Allgemeine Geschäftsbedingungen (AGB)
für Foto- und Videodienstleistungen
Anbieter
Fabio Bätz media
Inhaber: Fabio Bätz
Rosenstraße 25, 76448 Durmersheim
Telefon: +49 162 1619670
E-Mail: kontakt@fabiobaetzmedia.de
Website: fabiobaetzmedia.de
Kleinunternehmer gemäß § 19 UStG
§ 1 Geltungsbereich
- Diese Allgemeinen Geschäftsbedingungen (AGB) gelten für alle Verträge, Angebote und Dienstleistungen im Bereich der Fotografie und Videografie, die zwischen Fabio Bätz media (nachfolgend „Dienstleister") und dem jeweiligen Kunden (nachfolgend „Auftraggeber") geschlossen werden – unabhängig davon, ob der Auftraggeber Verbraucher (§ 13 BGB) oder Unternehmer (§ 14 BGB) ist.
- Abweichende Bedingungen des Auftraggebers werden nicht anerkannt, es sei denn, der Dienstleister stimmt ihrer Geltung ausdrücklich schriftlich zu.
§ 2 Vertragsabschluss und Leistungsumfang
- Ein Vertrag kommt zustande, indem der Auftraggeber ein Angebot des Dienstleisters annimmt.

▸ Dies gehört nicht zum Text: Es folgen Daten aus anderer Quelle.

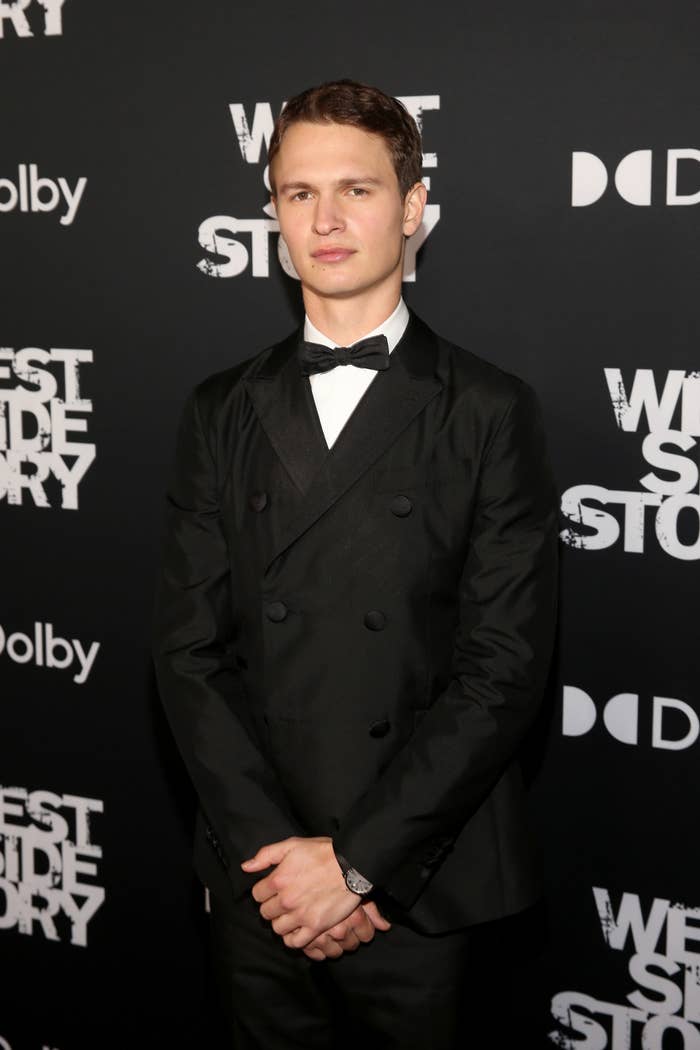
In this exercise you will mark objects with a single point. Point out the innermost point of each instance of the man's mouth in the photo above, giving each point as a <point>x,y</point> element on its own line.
<point>333,254</point>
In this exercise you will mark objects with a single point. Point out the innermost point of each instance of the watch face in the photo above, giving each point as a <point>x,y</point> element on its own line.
<point>355,882</point>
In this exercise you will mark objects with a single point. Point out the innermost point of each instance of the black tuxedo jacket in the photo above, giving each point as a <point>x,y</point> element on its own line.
<point>354,642</point>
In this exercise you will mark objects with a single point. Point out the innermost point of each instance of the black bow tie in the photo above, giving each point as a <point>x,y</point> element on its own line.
<point>373,353</point>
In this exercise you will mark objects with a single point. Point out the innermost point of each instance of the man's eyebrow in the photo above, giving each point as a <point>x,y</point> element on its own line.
<point>347,181</point>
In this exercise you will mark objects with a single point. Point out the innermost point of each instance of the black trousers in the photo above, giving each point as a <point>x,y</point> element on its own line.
<point>402,990</point>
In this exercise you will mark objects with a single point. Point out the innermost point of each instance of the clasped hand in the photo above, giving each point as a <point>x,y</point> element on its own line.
<point>306,901</point>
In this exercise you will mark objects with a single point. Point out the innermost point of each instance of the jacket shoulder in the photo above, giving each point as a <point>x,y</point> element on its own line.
<point>483,378</point>
<point>213,393</point>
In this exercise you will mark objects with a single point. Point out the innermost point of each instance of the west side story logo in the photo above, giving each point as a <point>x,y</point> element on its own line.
<point>46,22</point>
<point>48,864</point>
<point>43,452</point>
<point>230,257</point>
<point>664,962</point>
<point>667,447</point>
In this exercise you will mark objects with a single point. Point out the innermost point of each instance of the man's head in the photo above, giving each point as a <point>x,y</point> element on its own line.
<point>345,175</point>
<point>360,106</point>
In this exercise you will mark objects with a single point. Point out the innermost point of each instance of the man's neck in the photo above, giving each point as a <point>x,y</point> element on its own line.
<point>347,320</point>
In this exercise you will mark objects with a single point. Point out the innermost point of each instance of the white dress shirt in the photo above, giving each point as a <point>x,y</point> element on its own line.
<point>338,391</point>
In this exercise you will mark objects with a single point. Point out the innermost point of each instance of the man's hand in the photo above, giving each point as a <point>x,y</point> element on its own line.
<point>358,928</point>
<point>305,896</point>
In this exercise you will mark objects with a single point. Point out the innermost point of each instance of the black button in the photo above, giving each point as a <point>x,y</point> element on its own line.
<point>258,501</point>
<point>380,729</point>
<point>401,506</point>
<point>375,620</point>
<point>276,611</point>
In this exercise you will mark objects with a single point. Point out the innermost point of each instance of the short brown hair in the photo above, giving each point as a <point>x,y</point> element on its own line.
<point>349,102</point>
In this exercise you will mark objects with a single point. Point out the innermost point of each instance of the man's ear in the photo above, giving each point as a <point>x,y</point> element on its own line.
<point>414,207</point>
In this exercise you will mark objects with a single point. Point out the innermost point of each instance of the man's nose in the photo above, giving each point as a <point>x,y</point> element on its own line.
<point>327,215</point>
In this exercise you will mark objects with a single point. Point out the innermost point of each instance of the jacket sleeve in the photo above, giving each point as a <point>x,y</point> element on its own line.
<point>503,644</point>
<point>195,664</point>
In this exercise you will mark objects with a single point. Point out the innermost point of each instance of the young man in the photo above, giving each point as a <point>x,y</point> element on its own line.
<point>355,620</point>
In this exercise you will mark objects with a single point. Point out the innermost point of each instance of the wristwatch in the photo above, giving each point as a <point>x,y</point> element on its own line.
<point>356,882</point>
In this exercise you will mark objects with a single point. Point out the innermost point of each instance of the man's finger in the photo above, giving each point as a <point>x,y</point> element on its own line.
<point>271,854</point>
<point>299,938</point>
<point>271,908</point>
<point>284,924</point>
<point>376,918</point>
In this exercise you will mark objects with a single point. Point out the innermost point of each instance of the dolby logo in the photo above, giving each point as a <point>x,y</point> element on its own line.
<point>632,176</point>
<point>32,193</point>
<point>675,723</point>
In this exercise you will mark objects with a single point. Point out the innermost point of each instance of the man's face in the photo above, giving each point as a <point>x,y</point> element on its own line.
<point>340,209</point>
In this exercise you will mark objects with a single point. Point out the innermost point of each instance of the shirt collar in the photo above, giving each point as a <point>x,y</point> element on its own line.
<point>393,328</point>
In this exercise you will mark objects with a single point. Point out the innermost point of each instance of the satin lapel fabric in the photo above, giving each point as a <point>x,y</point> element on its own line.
<point>285,407</point>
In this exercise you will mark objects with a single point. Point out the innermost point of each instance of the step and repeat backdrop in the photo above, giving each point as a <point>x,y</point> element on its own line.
<point>138,254</point>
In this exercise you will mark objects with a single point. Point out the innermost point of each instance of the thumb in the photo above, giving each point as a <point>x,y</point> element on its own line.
<point>272,854</point>
<point>376,918</point>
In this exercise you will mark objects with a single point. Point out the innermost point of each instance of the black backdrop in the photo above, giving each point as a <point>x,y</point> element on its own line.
<point>127,112</point>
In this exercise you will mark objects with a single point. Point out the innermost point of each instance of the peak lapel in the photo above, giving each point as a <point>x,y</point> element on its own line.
<point>394,398</point>
<point>284,405</point>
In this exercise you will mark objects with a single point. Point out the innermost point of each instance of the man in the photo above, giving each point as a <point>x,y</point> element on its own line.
<point>355,620</point>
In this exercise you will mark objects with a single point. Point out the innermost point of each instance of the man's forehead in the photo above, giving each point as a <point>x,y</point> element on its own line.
<point>326,139</point>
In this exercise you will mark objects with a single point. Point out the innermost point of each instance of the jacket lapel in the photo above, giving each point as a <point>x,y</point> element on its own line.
<point>284,405</point>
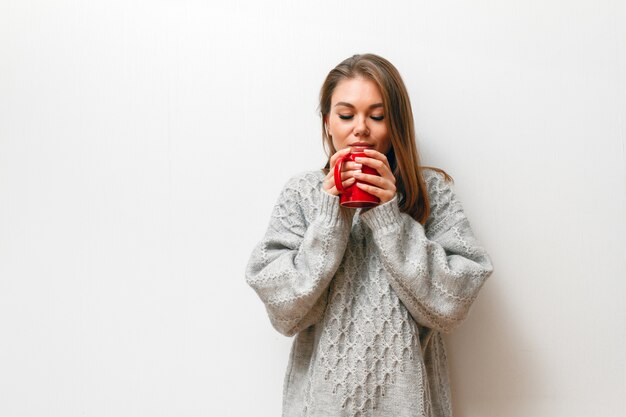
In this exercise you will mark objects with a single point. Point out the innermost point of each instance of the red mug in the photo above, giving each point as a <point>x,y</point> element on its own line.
<point>353,196</point>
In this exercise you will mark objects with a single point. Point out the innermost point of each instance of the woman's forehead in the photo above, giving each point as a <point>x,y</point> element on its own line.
<point>353,90</point>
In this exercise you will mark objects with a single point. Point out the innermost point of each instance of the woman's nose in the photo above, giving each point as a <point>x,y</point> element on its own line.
<point>361,127</point>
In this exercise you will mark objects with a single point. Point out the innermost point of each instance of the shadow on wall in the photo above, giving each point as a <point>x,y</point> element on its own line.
<point>491,368</point>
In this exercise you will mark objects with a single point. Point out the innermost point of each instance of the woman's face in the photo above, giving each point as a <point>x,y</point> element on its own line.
<point>356,117</point>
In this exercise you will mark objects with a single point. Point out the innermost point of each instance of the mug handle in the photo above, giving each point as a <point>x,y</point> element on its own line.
<point>337,173</point>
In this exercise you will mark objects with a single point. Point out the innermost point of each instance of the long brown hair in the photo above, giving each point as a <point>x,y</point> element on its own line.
<point>403,156</point>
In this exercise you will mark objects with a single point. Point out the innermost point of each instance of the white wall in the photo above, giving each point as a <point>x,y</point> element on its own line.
<point>144,143</point>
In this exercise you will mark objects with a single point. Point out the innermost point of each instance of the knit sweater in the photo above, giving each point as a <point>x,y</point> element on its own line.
<point>367,294</point>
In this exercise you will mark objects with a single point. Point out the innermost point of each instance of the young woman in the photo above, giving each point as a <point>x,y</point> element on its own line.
<point>368,291</point>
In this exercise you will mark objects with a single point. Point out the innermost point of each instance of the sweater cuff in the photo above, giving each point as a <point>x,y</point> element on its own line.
<point>383,216</point>
<point>331,211</point>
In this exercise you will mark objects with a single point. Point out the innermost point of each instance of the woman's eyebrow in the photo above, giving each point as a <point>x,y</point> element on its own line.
<point>343,103</point>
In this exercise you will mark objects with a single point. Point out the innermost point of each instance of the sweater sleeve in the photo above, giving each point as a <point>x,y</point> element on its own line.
<point>438,269</point>
<point>292,267</point>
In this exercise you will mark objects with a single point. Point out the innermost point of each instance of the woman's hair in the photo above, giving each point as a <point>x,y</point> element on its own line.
<point>403,156</point>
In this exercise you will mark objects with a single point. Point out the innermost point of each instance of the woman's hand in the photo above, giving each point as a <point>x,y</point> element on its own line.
<point>349,168</point>
<point>383,187</point>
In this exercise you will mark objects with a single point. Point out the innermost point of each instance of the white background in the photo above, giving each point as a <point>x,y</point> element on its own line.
<point>144,143</point>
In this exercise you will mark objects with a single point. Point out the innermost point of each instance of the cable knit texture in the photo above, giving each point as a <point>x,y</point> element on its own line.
<point>367,294</point>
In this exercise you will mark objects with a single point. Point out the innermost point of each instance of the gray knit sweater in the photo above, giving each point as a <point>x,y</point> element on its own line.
<point>367,294</point>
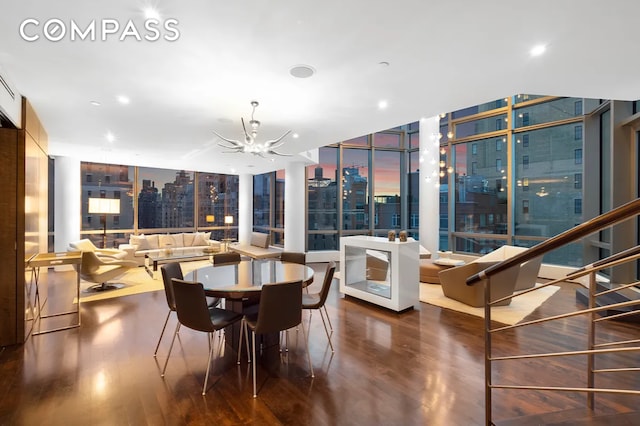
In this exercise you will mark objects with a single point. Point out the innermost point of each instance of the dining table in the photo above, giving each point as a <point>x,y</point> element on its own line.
<point>240,285</point>
<point>244,280</point>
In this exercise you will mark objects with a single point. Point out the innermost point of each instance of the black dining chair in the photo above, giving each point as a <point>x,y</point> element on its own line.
<point>169,271</point>
<point>294,257</point>
<point>226,258</point>
<point>194,313</point>
<point>317,300</point>
<point>280,309</point>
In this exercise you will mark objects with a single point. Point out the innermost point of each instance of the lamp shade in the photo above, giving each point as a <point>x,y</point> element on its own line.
<point>104,205</point>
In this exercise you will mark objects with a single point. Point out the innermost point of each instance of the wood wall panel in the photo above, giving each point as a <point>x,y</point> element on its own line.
<point>9,176</point>
<point>23,170</point>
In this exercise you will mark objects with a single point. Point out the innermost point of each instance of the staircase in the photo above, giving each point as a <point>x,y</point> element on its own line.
<point>619,296</point>
<point>577,417</point>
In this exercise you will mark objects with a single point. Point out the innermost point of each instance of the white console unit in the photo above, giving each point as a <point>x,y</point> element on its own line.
<point>380,271</point>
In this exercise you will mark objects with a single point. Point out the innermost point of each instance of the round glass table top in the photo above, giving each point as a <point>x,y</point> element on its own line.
<point>245,279</point>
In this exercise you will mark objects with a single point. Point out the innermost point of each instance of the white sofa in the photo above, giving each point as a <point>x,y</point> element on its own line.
<point>140,245</point>
<point>258,247</point>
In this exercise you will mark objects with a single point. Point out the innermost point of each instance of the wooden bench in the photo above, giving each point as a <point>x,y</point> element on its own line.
<point>258,248</point>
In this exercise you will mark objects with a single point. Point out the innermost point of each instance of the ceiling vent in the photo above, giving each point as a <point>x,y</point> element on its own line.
<point>10,102</point>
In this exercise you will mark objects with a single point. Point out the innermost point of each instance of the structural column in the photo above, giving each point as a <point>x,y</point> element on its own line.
<point>429,183</point>
<point>294,206</point>
<point>67,207</point>
<point>245,208</point>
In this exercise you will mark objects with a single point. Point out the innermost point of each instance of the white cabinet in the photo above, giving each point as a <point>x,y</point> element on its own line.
<point>380,271</point>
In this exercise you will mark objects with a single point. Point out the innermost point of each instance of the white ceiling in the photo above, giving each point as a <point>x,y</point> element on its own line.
<point>442,56</point>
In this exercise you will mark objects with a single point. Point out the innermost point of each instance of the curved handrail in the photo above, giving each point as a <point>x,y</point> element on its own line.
<point>623,212</point>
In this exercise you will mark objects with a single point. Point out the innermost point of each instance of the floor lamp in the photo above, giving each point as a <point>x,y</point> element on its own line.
<point>104,206</point>
<point>228,220</point>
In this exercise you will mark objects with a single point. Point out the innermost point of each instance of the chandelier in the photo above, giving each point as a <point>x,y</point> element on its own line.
<point>249,144</point>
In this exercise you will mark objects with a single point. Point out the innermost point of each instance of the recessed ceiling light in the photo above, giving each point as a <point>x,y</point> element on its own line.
<point>302,71</point>
<point>151,13</point>
<point>538,50</point>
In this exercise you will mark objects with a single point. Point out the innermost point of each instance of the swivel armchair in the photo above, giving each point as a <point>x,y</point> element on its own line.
<point>100,270</point>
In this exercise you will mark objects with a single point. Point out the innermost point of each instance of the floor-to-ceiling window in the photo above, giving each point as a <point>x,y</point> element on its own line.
<point>107,181</point>
<point>364,186</point>
<point>322,201</point>
<point>157,200</point>
<point>268,205</point>
<point>355,190</point>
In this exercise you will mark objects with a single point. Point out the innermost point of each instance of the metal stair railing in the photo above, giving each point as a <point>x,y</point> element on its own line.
<point>606,220</point>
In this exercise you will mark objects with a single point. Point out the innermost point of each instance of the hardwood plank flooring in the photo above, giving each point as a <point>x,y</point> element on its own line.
<point>423,367</point>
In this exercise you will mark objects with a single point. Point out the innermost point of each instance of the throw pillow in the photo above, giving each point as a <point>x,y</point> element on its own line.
<point>152,240</point>
<point>178,240</point>
<point>84,245</point>
<point>187,238</point>
<point>139,241</point>
<point>199,239</point>
<point>166,241</point>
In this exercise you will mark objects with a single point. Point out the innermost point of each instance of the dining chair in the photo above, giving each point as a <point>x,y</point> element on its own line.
<point>294,257</point>
<point>194,313</point>
<point>169,271</point>
<point>280,309</point>
<point>226,258</point>
<point>317,300</point>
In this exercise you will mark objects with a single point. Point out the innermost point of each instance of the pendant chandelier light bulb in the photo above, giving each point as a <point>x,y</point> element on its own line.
<point>249,145</point>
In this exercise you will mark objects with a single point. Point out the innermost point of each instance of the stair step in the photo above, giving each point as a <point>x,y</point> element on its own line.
<point>574,417</point>
<point>624,295</point>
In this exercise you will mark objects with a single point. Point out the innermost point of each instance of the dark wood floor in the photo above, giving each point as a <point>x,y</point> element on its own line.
<point>423,367</point>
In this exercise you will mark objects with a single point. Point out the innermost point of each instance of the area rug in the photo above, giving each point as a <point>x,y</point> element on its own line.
<point>134,281</point>
<point>515,312</point>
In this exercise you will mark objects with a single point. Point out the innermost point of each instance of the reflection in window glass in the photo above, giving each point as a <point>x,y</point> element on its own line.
<point>483,125</point>
<point>386,140</point>
<point>386,175</point>
<point>165,198</point>
<point>498,103</point>
<point>550,173</point>
<point>262,200</point>
<point>482,194</point>
<point>413,183</point>
<point>210,206</point>
<point>120,187</point>
<point>355,189</point>
<point>558,109</point>
<point>322,207</point>
<point>279,207</point>
<point>359,141</point>
<point>518,99</point>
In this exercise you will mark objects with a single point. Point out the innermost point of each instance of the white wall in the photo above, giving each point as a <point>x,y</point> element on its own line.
<point>67,187</point>
<point>294,206</point>
<point>429,183</point>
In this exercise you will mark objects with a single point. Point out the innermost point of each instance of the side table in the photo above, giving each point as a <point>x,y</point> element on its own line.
<point>56,259</point>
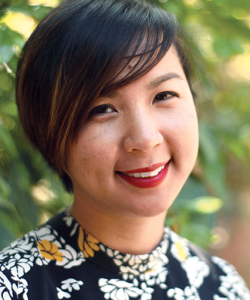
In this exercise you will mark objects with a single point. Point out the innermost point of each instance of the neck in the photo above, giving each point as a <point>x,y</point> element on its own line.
<point>127,234</point>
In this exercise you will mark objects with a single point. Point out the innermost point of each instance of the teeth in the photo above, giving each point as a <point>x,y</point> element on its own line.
<point>146,174</point>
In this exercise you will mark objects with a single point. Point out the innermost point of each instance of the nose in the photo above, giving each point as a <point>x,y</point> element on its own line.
<point>143,132</point>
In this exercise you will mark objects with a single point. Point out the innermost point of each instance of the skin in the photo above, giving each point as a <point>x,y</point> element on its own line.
<point>135,129</point>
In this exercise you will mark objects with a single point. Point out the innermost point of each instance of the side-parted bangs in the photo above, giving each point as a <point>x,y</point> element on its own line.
<point>79,52</point>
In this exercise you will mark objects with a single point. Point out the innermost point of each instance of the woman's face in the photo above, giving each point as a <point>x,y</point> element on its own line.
<point>139,144</point>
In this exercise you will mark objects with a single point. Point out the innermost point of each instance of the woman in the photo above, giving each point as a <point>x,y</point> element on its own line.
<point>104,92</point>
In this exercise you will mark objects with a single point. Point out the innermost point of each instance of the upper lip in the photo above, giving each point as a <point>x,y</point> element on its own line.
<point>148,169</point>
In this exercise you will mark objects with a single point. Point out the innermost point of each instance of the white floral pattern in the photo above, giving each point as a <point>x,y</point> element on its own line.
<point>189,293</point>
<point>232,285</point>
<point>68,285</point>
<point>116,289</point>
<point>174,270</point>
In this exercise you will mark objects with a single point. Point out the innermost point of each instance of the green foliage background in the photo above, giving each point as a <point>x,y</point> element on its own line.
<point>220,38</point>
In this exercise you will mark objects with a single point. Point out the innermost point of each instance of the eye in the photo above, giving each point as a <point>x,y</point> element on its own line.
<point>101,109</point>
<point>164,96</point>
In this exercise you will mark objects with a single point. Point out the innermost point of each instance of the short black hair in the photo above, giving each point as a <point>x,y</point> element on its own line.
<point>76,53</point>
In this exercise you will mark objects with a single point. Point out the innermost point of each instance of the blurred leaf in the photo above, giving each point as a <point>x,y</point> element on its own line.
<point>207,205</point>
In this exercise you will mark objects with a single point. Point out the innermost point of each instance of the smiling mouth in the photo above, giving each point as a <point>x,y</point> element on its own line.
<point>147,177</point>
<point>146,174</point>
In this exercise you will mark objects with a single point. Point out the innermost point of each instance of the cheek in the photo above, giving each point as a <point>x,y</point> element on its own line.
<point>184,134</point>
<point>93,150</point>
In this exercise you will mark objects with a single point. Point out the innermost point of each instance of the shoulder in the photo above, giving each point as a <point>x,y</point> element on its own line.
<point>203,269</point>
<point>39,252</point>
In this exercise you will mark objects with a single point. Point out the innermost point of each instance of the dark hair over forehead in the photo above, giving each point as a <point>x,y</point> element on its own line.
<point>79,52</point>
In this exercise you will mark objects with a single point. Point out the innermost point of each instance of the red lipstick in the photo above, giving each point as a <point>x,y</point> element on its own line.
<point>146,182</point>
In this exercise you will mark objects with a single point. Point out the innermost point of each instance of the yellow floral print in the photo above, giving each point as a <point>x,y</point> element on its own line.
<point>181,252</point>
<point>87,243</point>
<point>50,250</point>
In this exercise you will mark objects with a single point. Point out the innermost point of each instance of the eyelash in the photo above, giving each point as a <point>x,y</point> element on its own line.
<point>103,109</point>
<point>171,94</point>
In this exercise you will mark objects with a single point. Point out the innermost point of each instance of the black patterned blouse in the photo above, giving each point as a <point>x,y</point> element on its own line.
<point>60,260</point>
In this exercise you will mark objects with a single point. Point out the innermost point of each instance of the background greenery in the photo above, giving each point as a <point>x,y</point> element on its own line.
<point>220,37</point>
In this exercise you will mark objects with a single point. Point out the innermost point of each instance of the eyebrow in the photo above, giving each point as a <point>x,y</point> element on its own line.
<point>153,84</point>
<point>156,82</point>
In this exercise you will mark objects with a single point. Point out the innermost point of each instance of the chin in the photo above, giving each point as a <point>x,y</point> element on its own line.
<point>152,208</point>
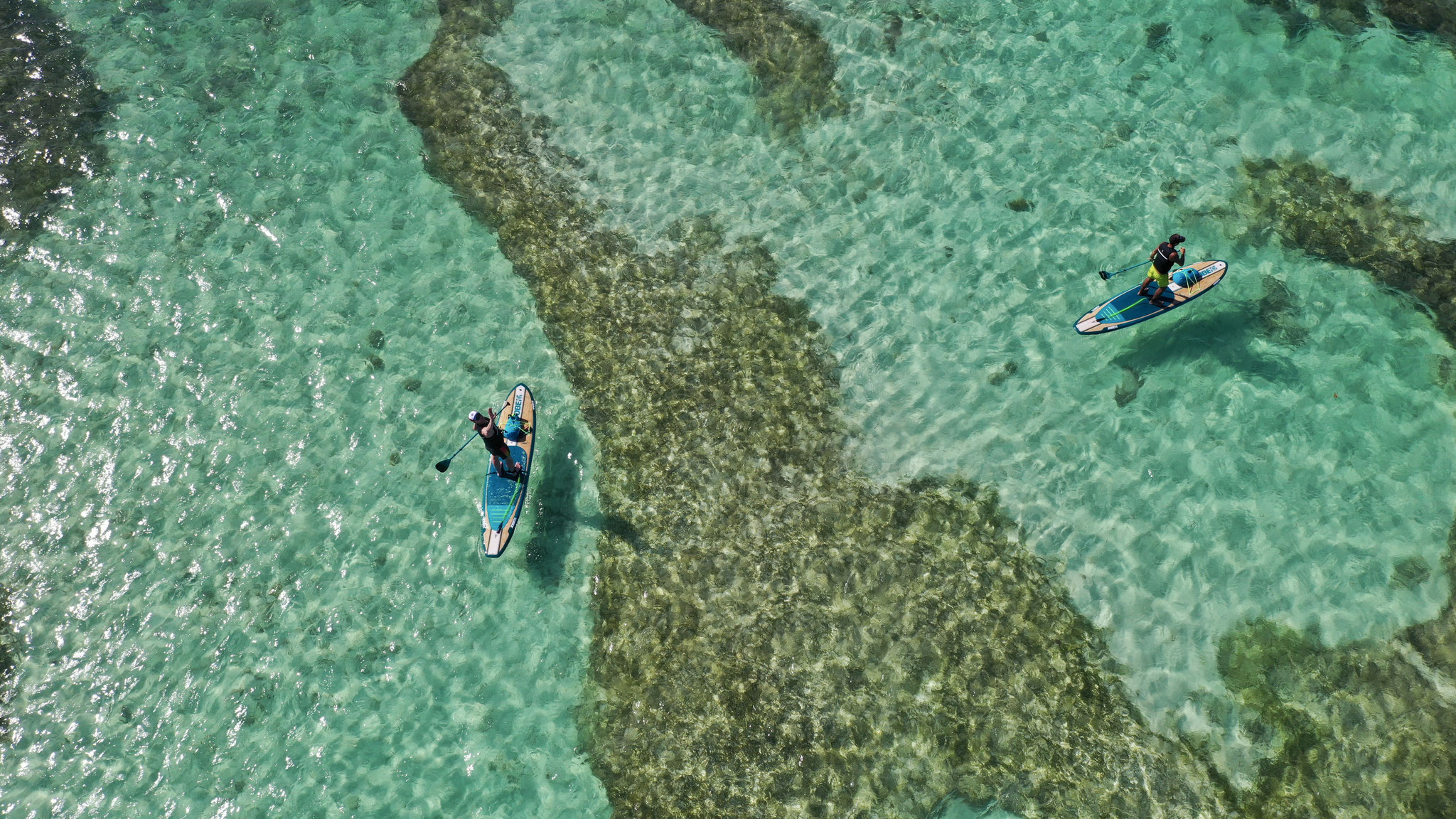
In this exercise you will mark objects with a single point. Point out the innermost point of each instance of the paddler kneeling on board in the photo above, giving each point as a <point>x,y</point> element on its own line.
<point>494,441</point>
<point>1162,258</point>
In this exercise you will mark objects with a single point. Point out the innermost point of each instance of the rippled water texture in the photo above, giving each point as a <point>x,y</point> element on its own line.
<point>1275,451</point>
<point>228,372</point>
<point>237,333</point>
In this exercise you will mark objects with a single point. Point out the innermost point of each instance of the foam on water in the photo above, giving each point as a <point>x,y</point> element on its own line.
<point>1271,451</point>
<point>228,373</point>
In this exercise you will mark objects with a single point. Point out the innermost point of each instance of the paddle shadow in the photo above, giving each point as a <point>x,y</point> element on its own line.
<point>1224,334</point>
<point>557,513</point>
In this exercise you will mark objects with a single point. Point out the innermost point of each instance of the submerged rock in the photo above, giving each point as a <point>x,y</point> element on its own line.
<point>51,114</point>
<point>1368,727</point>
<point>1350,16</point>
<point>1320,213</point>
<point>776,634</point>
<point>783,51</point>
<point>1278,315</point>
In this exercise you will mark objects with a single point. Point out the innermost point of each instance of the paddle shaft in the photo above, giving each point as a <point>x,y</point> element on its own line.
<point>1106,274</point>
<point>444,464</point>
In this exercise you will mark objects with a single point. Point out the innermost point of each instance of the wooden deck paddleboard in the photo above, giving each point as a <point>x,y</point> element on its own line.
<point>1128,308</point>
<point>504,496</point>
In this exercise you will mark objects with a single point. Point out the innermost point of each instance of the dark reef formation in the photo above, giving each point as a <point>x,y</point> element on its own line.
<point>776,634</point>
<point>783,51</point>
<point>51,114</point>
<point>1350,16</point>
<point>1366,729</point>
<point>1359,730</point>
<point>1320,213</point>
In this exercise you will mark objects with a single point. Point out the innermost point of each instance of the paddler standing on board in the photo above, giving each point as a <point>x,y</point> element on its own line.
<point>494,442</point>
<point>1164,257</point>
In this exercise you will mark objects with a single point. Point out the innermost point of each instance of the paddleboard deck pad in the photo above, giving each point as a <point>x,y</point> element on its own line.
<point>504,496</point>
<point>1128,308</point>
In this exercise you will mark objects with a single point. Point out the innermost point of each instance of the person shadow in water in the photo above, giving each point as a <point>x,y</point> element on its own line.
<point>555,498</point>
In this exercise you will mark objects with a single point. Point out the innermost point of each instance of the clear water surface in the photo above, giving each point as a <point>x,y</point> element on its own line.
<point>245,589</point>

Die Annahme kann schriftlich, per E-Mail oder durch eine gesonderte Auftragsbestätigung erfolgen.
- Der genaue Inhalt, Umfang und Termin der Dienstleistung (z. B. Art der Aufnahmen, Ort, Lieferumfang) ergeben sich aus der jeweiligen individuellen Vereinbarung oder Auftragsbestätigung.
§ 3 Vergütung und Zahlungsbedingungen
- Es gilt das im jeweiligen Angebot oder der Auftragsbestätigung vereinbarte Honorar.
- Da der Dienstleister ein Kleinunternehmen gemäß § 19 UStG betreibt, wird keine Umsatzsteuer (Mehrwertsteuer) erhoben und ausgewiesen.
- Rechnungen sind – sofern nicht anders vereinbart – innerhalb von 14 Tagen nach Rechnungsstellung ohne Abzug per Überweisung zu zahlen.
- Gerät der Auftraggeber mit der Zahlung in Verzug, ist der Dienstleister berechtigt, Verzugszinsen in gesetzlicher Höhe nach § 288 BGB zu berechnen. Gegenüber einem Verbraucher tritt Verzug nach § 286 Abs. 3 BGB erst dreißig Tage nach Zugang der Rechnung ein, und auch dies nur, wenn der Verbraucher in der Rechnung ausdrücklich auf diese Folge hingewiesen wurde. Die gesetzlichen Regelungen zum Eintritt des Verzugs im Übrigen, insbesondere durch Mahnung, bleiben unberührt.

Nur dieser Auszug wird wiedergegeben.